Van is just incendiary. He's on fire. He is Music Personified in one fat little Irish bundle of Yarrrrragh.

He sings "Caravan," a song which is not just the best song about radio ever but one of my personal all-time favorite reasons for being alive. And on this night Van is beyond belief. And the song is, as always, magnificent, as is The Band’s playing of it.



But here's the thing: where the words are normally moving, here they mean nothing. They are simply syllables he's singing, utterly devoid of their initial or indeed any meaning at all. The syllables are nothing more than a vehicle for his voice, his voice being simply a vehicle his body is using to convey his soul. Something like a fractal, the sounds he's making contain all the beauty that is and ever had been and ever will be in the universe.

Yet the words themselves are barely comprehensible at times. Which doesn't matter. They’re wonderful lyrics but in this case they don't need to be intelligible. You don't need to understand a supernova to be overwhelmed by it.

It's fascinating to watch him watching the band. For a musician who so clearly trusts the muse, he's also aware that playing with a band is team sport. This is his song: he wrote it, he recorded it, and it's one of his signature pieces; he owns this song in every sense. Yet playing here with a different group of musicians, you can see him feeling his way. He's good friends with The Band—they were neighbors and drinking buddies up in Woodstock. But it's not his band, and there's a certain tension there, albeit a happy and productive one.

When it comes to the coda, the "turn it up!" section, Robbie Robertson starts dropping tasty little bits of guitar obbligato in. Twice Van goes to sing, pulling the microphone up to his mouth, only to pause and lower it again, waiting for the right place to dive in. There's no wrong place, per se—it's all the same set of chords over and over. But just because there's no wrong place doesn't doesn’t mean that there's not a right place.

And finally he finds it. And off he goes, tentatively the first time, feeling his way in, but pleased, knowing he's on the right track, murmuring, "yeah." The next time he's sure of his footing, and starts scatting. And he and The Band are simply locked together.

And then to the accompaniment of a musical sting he suddenly throws his arm up in the air and you can hear the crowd go wild. Again he does it and again the cheers. The camera pans and you can see The Band—or least Robbie, Levon and Rick Danko—are all laughing. Four, five times he does this, and then finally the camera pulls back far enough that you can see what he's really doing: he's kicking his leg in time to the sting. He does a little prefatory bunnyhop and then the kick.

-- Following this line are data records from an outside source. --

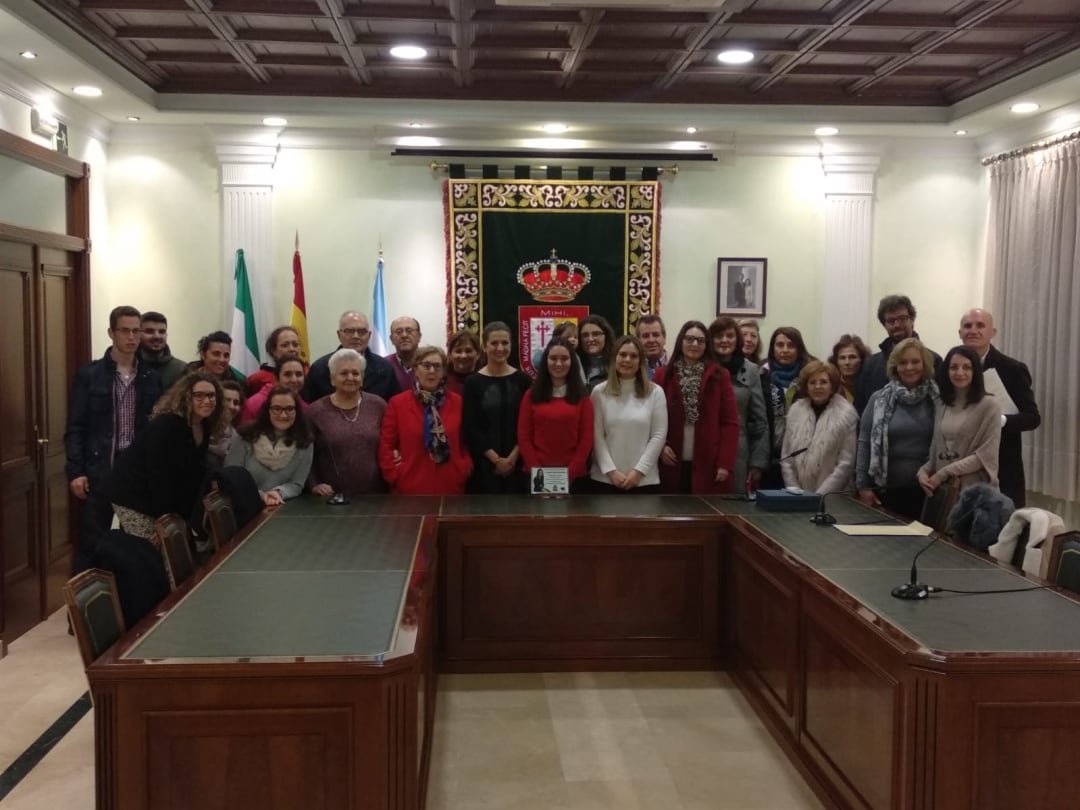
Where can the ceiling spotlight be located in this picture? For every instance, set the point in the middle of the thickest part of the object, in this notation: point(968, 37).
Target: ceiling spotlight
point(734, 56)
point(408, 52)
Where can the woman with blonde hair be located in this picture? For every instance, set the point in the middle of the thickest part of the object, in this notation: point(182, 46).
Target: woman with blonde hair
point(821, 429)
point(895, 432)
point(630, 424)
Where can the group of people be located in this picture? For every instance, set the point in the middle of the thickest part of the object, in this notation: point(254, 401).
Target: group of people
point(620, 414)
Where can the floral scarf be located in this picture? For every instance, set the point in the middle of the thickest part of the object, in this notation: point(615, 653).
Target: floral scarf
point(883, 407)
point(689, 382)
point(434, 433)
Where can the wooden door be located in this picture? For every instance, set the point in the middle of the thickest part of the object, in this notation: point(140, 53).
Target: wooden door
point(36, 364)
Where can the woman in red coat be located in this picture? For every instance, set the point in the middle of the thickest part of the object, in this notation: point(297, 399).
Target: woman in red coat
point(555, 421)
point(702, 417)
point(421, 449)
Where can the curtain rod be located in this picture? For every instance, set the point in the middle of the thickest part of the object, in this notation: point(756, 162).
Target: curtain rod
point(1028, 149)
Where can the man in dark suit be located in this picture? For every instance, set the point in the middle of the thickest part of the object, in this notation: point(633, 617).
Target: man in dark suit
point(976, 332)
point(896, 313)
point(354, 332)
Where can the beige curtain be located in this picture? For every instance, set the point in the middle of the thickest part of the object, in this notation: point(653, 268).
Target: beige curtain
point(1034, 288)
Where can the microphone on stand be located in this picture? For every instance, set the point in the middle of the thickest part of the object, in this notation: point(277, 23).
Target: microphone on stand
point(914, 589)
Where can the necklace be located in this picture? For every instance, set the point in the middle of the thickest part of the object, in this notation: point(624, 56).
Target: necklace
point(341, 410)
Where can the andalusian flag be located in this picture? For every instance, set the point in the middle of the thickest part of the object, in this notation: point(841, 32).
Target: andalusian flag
point(245, 341)
point(299, 318)
point(380, 333)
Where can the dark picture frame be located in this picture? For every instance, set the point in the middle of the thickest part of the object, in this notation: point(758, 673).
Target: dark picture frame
point(741, 287)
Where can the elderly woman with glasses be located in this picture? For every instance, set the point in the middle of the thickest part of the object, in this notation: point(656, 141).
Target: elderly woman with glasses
point(702, 442)
point(347, 426)
point(421, 449)
point(275, 448)
point(161, 472)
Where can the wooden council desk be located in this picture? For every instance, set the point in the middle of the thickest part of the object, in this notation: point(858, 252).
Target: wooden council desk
point(299, 670)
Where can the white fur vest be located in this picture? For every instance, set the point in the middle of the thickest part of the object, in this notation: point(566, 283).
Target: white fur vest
point(827, 466)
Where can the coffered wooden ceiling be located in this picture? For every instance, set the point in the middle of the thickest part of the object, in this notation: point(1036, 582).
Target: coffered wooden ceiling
point(809, 52)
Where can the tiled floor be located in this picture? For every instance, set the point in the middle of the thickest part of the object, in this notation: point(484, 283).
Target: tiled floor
point(583, 741)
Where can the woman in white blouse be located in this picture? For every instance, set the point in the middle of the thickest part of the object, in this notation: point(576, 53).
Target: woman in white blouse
point(630, 419)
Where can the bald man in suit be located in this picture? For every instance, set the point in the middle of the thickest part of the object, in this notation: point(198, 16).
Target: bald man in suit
point(976, 332)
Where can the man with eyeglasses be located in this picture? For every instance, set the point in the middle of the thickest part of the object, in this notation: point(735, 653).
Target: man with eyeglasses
point(354, 332)
point(896, 313)
point(111, 400)
point(153, 351)
point(405, 336)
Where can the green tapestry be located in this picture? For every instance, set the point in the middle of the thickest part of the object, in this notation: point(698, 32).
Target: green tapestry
point(534, 253)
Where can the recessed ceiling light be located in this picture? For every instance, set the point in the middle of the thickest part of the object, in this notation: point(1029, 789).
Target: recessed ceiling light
point(417, 140)
point(734, 56)
point(408, 52)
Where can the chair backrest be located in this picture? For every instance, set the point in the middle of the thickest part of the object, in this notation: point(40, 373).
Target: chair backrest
point(95, 612)
point(174, 539)
point(1064, 563)
point(223, 521)
point(936, 508)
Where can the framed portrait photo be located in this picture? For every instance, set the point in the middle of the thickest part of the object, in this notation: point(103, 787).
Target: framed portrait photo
point(740, 287)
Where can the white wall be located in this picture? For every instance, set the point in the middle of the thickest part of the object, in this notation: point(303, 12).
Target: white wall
point(163, 245)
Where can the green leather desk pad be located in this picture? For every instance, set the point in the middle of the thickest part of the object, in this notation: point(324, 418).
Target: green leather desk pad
point(606, 505)
point(869, 567)
point(312, 588)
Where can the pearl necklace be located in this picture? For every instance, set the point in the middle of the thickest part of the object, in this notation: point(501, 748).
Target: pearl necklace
point(341, 410)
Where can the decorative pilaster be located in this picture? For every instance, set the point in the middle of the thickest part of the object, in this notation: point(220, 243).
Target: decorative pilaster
point(246, 223)
point(849, 225)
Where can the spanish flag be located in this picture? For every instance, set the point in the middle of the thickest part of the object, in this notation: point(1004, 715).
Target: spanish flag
point(299, 318)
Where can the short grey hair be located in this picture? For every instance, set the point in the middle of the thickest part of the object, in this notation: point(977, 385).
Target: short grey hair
point(347, 355)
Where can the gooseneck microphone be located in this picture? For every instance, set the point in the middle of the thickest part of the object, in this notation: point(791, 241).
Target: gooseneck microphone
point(914, 589)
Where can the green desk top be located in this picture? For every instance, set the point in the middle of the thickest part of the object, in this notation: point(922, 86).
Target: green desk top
point(869, 567)
point(297, 588)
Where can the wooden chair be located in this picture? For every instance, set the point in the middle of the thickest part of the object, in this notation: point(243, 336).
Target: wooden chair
point(935, 510)
point(174, 539)
point(223, 520)
point(95, 612)
point(1062, 555)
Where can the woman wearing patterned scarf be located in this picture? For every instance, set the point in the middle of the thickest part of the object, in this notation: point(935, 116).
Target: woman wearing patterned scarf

There are many musicians with outstanding physical grace, such as Elvis Presley and Sam Cooke, Jim Morrison and Jimi Hendrix, Bruce Springsteen and David Bowie, Bono and Kurt Cobain, and this is without even going into amazing dancers such as James Brown and Michael Jackson and Prince.

Van Morrison is not one of them. He's chubby and stubby and has perfect looks for radio.

But it doesn't matter. At all. Not one bit. Because this isn't about beauty, it's about joy, music and art and life and joy, which makes even his ungainliness beautiful. Still ridiculous but impossibly beautiful and oh so perfect. Just frosting on the cake that is the universe. All of which, for four and a half minutes, are contained in the music pouring out of one pudgy little Irish troubadour.